No dia 6 de julho de 1942, Anne Frank e sua família
esconderam-se dos nazistas nos fundos de uma fábrica em Amsterdã. Ficaram
escondidos até serem delatados e descobertos, em 4 de agosto de 1944. Anne
tinha quinze anos quando foi presa e deportada para um campo de concentração,
onde morreu.
Muita gente conhece Anne Frank por causa do diário
que ela deixou, relatando o cotidiano do refúgio e a convivência com sua irmã,
pais e membros de duas outras famílias que dividiam as agruras do confinamento
e o temor constante de serem descobertas. Anne descreve sobre esses longos
dias, meses, anos, e também reflete, imagina, sonha. É o retrato de uma jovem
inteligente em uma situação absurda. Marcada por várias dúvidas, angústias,
momentos de raiva e incompreensão, mas, principalmente, pela certeza de que
tudo continuaria: a escola, as amizades, o futuro, uma profissão. O
confinamento era apenas um momento ruim na vida da jovem e de sua família. Mas,
infelizmente, não foi assim. Apenas o pai, Otto, sobreviveu aos campos. E foi
ele o responsável pela publicação dos diários da filha, em 1947.
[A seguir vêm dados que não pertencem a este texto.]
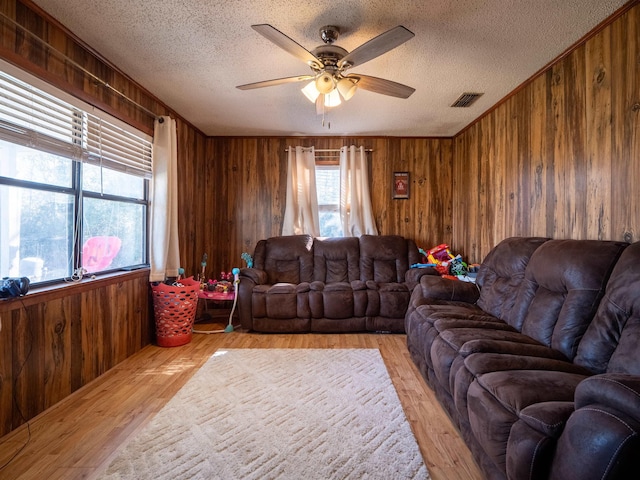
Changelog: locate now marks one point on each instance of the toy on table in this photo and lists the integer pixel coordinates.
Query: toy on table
(247, 258)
Muitas histórias com a de Anne e sua família
ocorreram na Europa durante o horror fascista. Mas também, e certamente, em
muitos outros regimes autoritários que escolheram etnias, religiões ou
ideologias como inimigos e os perseguiram. Lembro-me, por exemplo, de um documentário
de 2014, chamado “A Imagem que falta”. Nele, o diretor, Rithy Phan busca
relatar suas memórias e, por meio delas, trazer seu testemunho sobre o que
aconteceu com seu país, o Camboja. Ele tinha 13 anos quando Pol Pot chegou ao
poder, iniciando um período de terror que deixou poucas imagens mas muitos
traumas. Rithy Phan se vale de bonecos de massinha para reencarnar suas
memórias, permitindo ao público ver através, imaginar, e não apenas chocar-se
com a realidade terrível vivida pelo povo cambojano.
Um artifício que o escritor Jorge Semprun, outro
sobrevivente dos campos nazistas, traduziu da seguinte maneira: "há
histórias que não são apenas difíceis de contar. São difíceis de se acreditar
que puderam ser vividas". Nesse caso, a arte assume um papel fundamental,
ao permitir um acesso mais profundo da memória e um sentimento que capta mais
amplamente o que de fato foi vivido, por mais inacreditável que seja.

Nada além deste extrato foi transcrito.